As the reimbursement market continues to become more challenging, it is important to diversify your payer mix and increase cash sales. Incontinence products are often a driver to shop, meaning the consumer will make a trip exclusively to buy new pads, underwear or briefs. By bringing in a full line of incontinence products, you are opening up your business to the opportunity of providing service to these shoppers. Not only are they coming in for incontinence products, but they are also coming in as cash sales.
Oftentimes customers are confused as to what product or size is correct for their needs. The consumer is embarrassed, stressed and does not want to ask for advice or help, and many are afraid to bring up incontinence issues with their doctors or pharmacists. If you were to visit an incontinence aisle right now, you would probably see a wide range of absorbencies, sizes, package counts and colors. This adds to the confusion and forces consumers to try different products and brands before they find the one that fits their needs. Many of the brands have high counts in their packages; this raises the cost of the product and makes shopping for them discreetly a challenge. Due to the significant cost, users feel the need to use the entire product even though it might not perform to their satisfaction. By choosing a product line with lower counts, you open the door for people to try different products without a large expense. This also requires the user to make frequent trips to your store to replenish their supplies.
Larger retail stores typically do not have anyone who can help answer questions, causing shoppers to become confused and frustrated and adding to the already-present stress. Find a brand that helps to educate consumers through effective shelf displays that allow consumers to see product sizes, which can help them self-diagnose their incontinence needs. In addition, find a product line that offers a comprehensive assortment of products that take up a smaller retail footprint. This allows you to offer all the products that someone may find at a larger store, while merchandising them in a more efficient manner.

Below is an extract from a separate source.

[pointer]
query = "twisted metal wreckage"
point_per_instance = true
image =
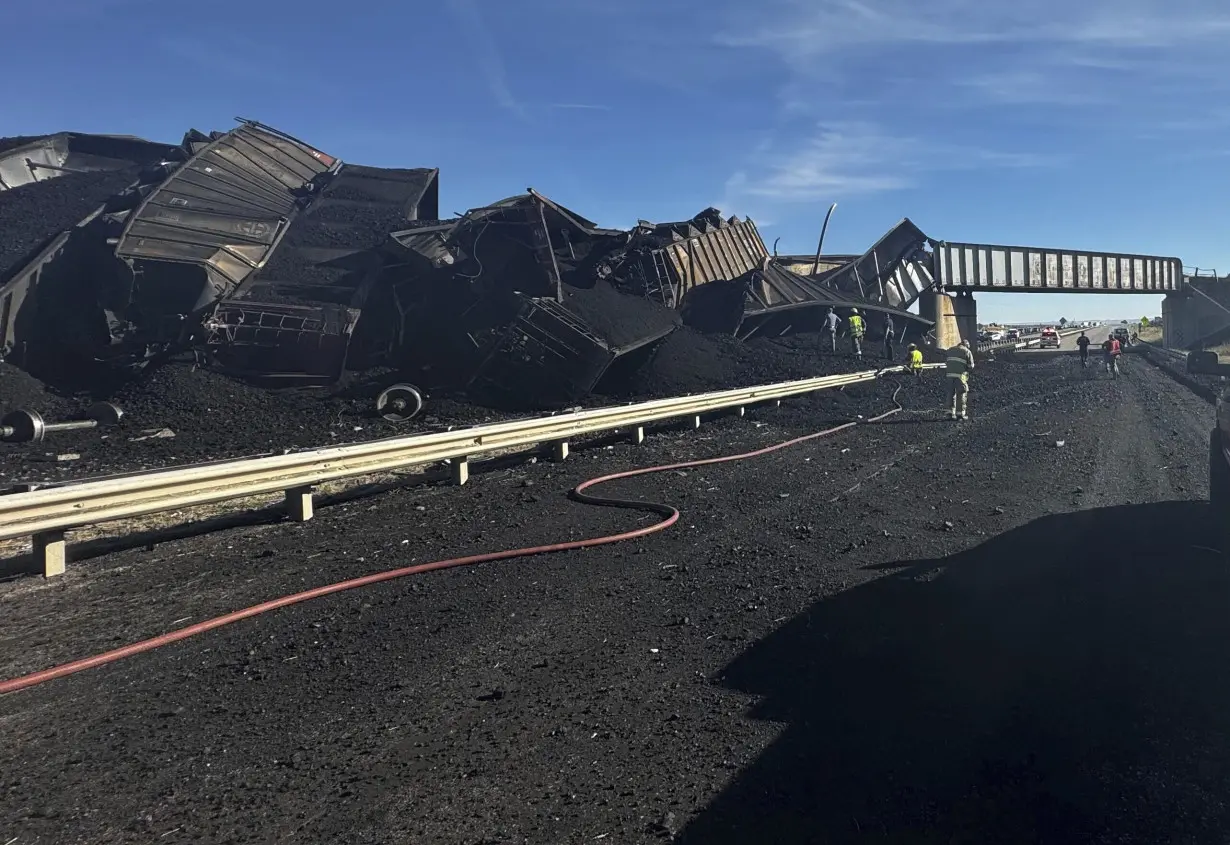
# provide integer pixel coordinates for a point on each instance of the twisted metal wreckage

You can also eliminate some confusion by separating the incontinence section from the feminine hygiene area. The products and bags can look the same to consumers; however, the way these products absorb and function are different. Many women first try to cope with their incontinence by purchasing menstrual pads. These pads perform differently from bladder control pads due to the fluids they are meant to absorb. Bladder control pads are designed to rapidly absorb and disperse urine into the core. The pads are developed to lock in urine to keep the skin dry and comfortable. The materials used in the core of these pads are also designed to minimize or combat odor. Another major difference between the two is the leak protection technologies. Most bladder control pads should have a protective leak guard built into their structure. These leak guards trap and target urine to ensure proper absorption.
When evaluating your current incontinence section, there are a few other factors to consider. If you are located in an area with a high percentage of population above the age of 60, consider expanding your incontinence section to ensure you have all the products this demographic is looking for. It is not unusual to see smaller stores get a noticeable bump in sales by increasing their incontinence section to 8 or even 16 feet. If your store is located near medical specialists who perform procedures that often result in incontinence, consider adding additional products. For example, if you’re located near a urology clinic, add a few additional items related to male incontinence. Men are typically more confused than women when it comes to purchasing incontinence products because this is their first experience using absorbent pads. Separate the men’s products from the women’s to make them more comfortable with their purchases.
Another factor to consider is bringing in a product line that is not available in many other stores. Users tend to stick with a product or brand once they find a product that is best for their needs. This will build repeat cash business and get customers in your door. If you carry a brand that is also on the shelf at large retailers, you will lose customers to these stores when they run sales and promotions. By having these brands in your store, you begin a race to the bottom when it comes to price and profit margins. No one wins in that scenario.
Lastly, take the time to learn about your products and the incontinence category as a whole. If customers can come to you as a source of knowledge, they will feel more comfortable buying products from you. The incontinence category is growing rapidly; new products and technologies are being developed each year. Make sure you are able to effectively educate your customers on these technologies. Products are getting thinner and more discreet, yet maintaining a high level of absorbency and comfort. Educate yourself about your current incontinence customers’ purchases. Ask them for feedback and provide recommendations. Our research shows that customers often over-prescribe themselves when it comes to incontinence, because of the embarrassment of a leak or accident. By identifying the right product for your customer, you may be able to improve their quality of life.
Many incontinence sufferers have other comorbidities that require additional health-related products. This allows you to cross-sell other items. If you are looking to increase your cash business, do not overlook the incontinence section.